For the backlog of this year - yes! But imho it is just the beginning of clogging pipeline and the symptoms will only worsen going forward.
Haha it's like it's written by Trump's USCIS: "We prefer immigrants whose businesses succeed."
I depends a bit on the details as to whether you are allowed to start on startup #2 if #1 fails without leaving.
If you have a path to a green card then 5 years is a pretty solid amount of time for most places (not india/china).

If they made it a separate quota for entrepreneurs then you could get most people a green card within that timeline.

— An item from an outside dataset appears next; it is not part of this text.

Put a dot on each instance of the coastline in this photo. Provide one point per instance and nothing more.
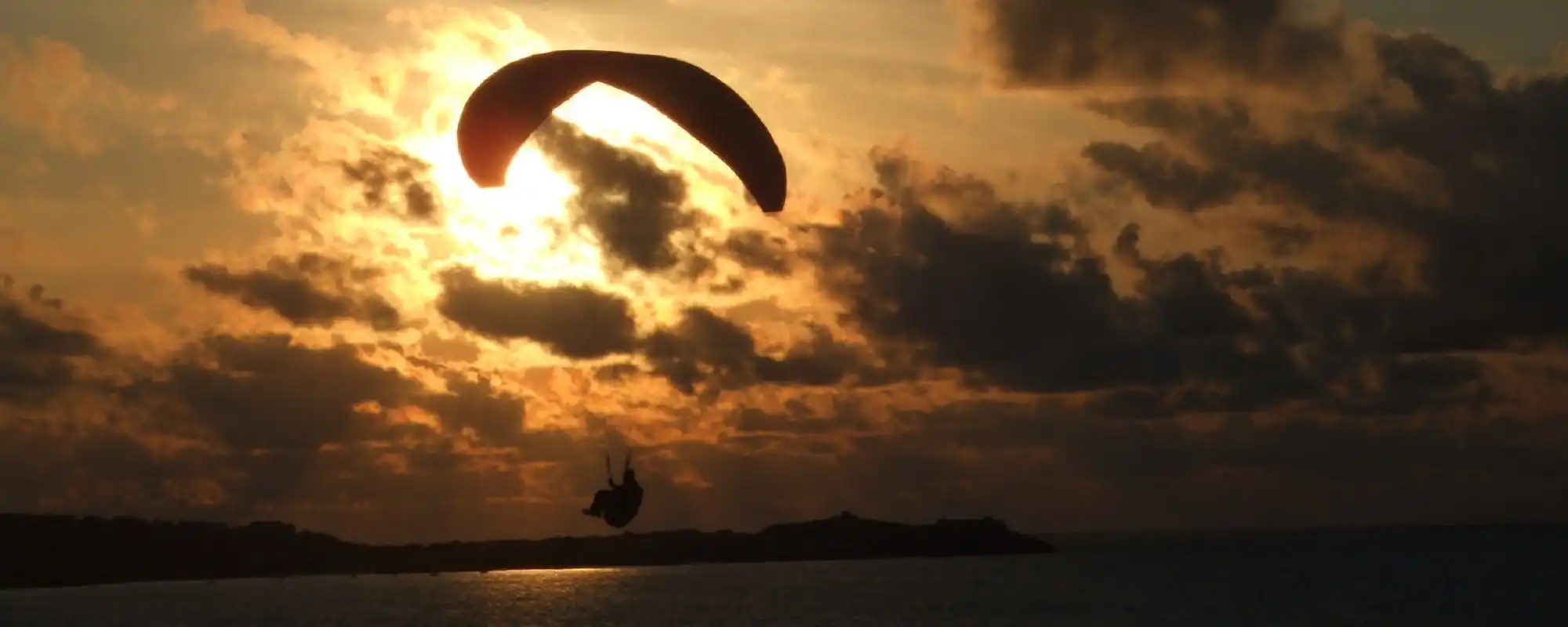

Why is China and India the exception here? They keep getting mentioned as an exception in this discussion.
A single country of origin is not allowed to use up more than 7% of the total green card quota. Thus, very populous countries with lots of qualified potential immigrants, and strong incentives to immigrate (e.g. significant quality-of-life difference), are at a disadvantage.
China and India are heavily backlogged due to high demand

https://travel.state.gov/content/visas/en/law-and-policy/bul...

> If you have a path to a green card then 5 years is a pretty solid amount of time for most places (not india/china).

Agreed. However, since you can't self-petition in most cases, it is unclear if you have a path or not.